= Strategy for Operation Herrick =

Operation Herrick is the codename for the British part of the NATO International Security Assistance Force (ISAF) campaign in Afghanistan.

It is the UK Governments position that the UK cannot disengage from Afghanistan and retains an active military presence (particularly Helmand province) because of the continued terrorist threat facing Britain and the world. Building a strong Afghan state is a long and difficult task. The Liberal-Conservative coalition government (May 2010 - May 2015) declared that Afghanistan was the UK's top foreign policy priority.

== Strategic Threat ==

In 2001 the Taliban regime in Afghanistan enabled Al-Qaeda to plot terror around the world and this led to tragic consequences of 9/11. As the Taliban were removed from power and Al-Qaeda, including their training camps, was driven from Afghanistan by Coalition forces, Al-Qaeda has relocated to the remote mountains of Pakistan's northwest frontier province and Federally Administered Tribal Areas (FATA).

The main threat continues to originate from Al-Qaeda and the Pakistan part of the Afghanistan-Pakistan border region. Al-Qaeda retains some contacts and provides limited support to the Afghan-Pakistan insurgency, principally through the provision of training for foreign fighters and military expertise; continues to view Afghanistan as fundamental in the establishment of a pan-Islamic caliphate; and therefore a peaceful and stable Afghanistan would be a severe propaganda blow and strategic failure for Al-Qaeda.

If the Taliban are allowed to undermine legitimate government in either Afghanistan or Pakistan, that would enable Al-Qaeda and other terrorist groups to have greater freedom and a sanctuary from which to train, plan and launch terrorist attacks across the world - and would have longer term implications for the credibility of NATO and the international community - and for the stability of both this crucial region and globally.

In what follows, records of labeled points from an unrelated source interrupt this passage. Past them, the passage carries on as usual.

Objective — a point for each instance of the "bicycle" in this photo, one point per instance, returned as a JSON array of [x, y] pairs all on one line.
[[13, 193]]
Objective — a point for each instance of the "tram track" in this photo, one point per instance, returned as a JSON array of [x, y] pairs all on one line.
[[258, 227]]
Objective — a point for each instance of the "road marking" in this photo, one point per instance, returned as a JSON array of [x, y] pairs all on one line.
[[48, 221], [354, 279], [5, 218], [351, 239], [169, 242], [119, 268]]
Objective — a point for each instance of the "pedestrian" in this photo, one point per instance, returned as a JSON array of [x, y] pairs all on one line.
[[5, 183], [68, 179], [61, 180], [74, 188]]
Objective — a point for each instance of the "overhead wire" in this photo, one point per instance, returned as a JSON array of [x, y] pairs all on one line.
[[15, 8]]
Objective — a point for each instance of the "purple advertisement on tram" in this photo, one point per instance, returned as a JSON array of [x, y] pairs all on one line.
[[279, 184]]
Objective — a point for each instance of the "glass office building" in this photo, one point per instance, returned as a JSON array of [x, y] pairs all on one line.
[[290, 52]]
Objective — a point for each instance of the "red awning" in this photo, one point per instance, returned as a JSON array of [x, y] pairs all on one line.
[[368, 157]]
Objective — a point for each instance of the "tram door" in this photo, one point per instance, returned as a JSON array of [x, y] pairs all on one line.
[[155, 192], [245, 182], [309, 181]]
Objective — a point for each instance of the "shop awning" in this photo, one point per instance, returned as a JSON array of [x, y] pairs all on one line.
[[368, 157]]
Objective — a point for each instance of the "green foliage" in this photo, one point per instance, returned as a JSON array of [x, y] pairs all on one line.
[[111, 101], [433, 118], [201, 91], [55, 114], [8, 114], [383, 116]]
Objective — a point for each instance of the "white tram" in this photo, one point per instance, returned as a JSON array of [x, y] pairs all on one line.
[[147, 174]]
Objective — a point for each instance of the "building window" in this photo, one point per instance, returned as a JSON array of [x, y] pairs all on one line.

The UK's position, both under the Labour Government (April 2009 - May 2010) and the Liberal-Conservative coalition government (May 2010 - May 2015), is that the prevention of terrorism on the streets of the UK, America and other countries depends on providing stability in the region spanning the Afghanistan-Pakistan border through strengthening the authorities in both Pakistan and Afghanistan to defeat Al-Qaeda, and also the Pakistan and Afghan Taliban.

In July 2009 the Director-General of the UK Security Service estimated that three quarters of the most serious plots against the UK have links into this region. As of June 2010, the Prime Minister stated that the threat to the UK from Al-Qaeda from Afghanistan and Pakistan has reduced, primarily due to the current strategy, although this was assessed as not yet irreversible. As of May 2011 it was the UK's position that there was still a threat that Al-Qaeda could reestablish itself within the region and therefore a continued military presence was still needed.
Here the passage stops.